第2話:ルナ
登場人物は2人です。どうぞご覧くださいませ。
私は暗闇の中に立っていた
何一つ 音は聞こえない。
向かい側にある青白い光が次第に大きくなって近づいてくると、そこが細長い廊下で、私はその廊下の始まりに立っていることに気づく。

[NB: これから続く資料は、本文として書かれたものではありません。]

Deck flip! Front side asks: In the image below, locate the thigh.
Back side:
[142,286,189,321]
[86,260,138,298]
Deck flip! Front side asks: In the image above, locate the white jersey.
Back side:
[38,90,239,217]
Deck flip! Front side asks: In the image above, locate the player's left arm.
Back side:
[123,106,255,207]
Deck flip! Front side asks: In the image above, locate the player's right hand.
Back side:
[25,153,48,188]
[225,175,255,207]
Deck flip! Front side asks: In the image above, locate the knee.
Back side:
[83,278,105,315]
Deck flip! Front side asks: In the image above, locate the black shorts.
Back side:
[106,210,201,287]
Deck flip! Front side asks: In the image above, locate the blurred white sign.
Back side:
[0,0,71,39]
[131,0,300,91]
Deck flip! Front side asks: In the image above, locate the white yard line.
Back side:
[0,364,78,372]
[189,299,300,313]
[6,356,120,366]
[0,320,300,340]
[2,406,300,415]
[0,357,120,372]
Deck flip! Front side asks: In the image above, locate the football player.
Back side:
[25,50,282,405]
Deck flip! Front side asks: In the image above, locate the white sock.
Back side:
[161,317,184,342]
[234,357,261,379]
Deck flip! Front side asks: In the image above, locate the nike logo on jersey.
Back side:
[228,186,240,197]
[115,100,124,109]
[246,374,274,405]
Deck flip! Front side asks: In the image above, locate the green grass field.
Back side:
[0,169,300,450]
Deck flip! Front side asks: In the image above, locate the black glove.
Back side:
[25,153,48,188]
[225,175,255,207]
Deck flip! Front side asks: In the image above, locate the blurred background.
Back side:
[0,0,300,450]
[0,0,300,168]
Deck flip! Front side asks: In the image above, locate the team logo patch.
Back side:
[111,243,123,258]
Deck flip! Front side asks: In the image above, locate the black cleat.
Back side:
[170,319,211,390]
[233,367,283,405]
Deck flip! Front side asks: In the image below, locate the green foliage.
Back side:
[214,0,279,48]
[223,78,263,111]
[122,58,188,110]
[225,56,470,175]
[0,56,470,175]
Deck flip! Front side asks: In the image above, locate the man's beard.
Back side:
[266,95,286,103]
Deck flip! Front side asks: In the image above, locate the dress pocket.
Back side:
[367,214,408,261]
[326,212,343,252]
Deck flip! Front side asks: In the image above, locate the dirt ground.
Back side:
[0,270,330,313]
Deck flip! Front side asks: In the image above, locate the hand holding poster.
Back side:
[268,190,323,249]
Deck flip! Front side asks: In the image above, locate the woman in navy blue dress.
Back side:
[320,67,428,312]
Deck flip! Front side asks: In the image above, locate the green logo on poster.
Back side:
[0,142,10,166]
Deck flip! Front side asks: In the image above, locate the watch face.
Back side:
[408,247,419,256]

両側には、ホテルのような形も色も同じ扉が均等な間隔にいくつも並んでいた。
光の中にあの天使の姿が見える。
「改めて。ようこそ私のエリアに。自己紹介が遅れたが、私はこのエリアの案内人 ルナ=クレッセント。
天使ではないよ、君のホストだ」
宜しく、と言って黒いシルクハットを脱ぎ挨拶をする。
「私は有佐真夜」
私もつられて頭を下げてしまう。
…えっ?今何か見てはいけないものが…
頭を上げて彼を見る。
そして、シルクハットが除かれた頭を見て目が離せなくなった。
「みみ、耳!」
今までシルクハットで隠れて分からなかったが、漆黒の髪に紛れて三角形の小さな黒い耳が覗いていた。
「そう耳だよ、当たり前じゃないか。君は面白いことを言う」
(当たり前か?耳がついているのが当たり前なのか?)
私の反応を愉しそうに見ながら、彼 猫耳男は笑っている。
「あ、当たり前な訳ないでしょう?普通はないから!」
「そう?でも私には付いているよ。猫だからね」
そして鳴く真似をする。
猫の天使か?猫でも死んだら天使になるのか?でも天使じゃないっていってたし…じゃ、
長く生きた猫が死んだ後猫男なったんだ、そうかこれは猫又だ!そうしよう!
あまりにも理解不能な話なので、勝手に自分ながらの持論を組み立てて理解しようと頭を悩ませる。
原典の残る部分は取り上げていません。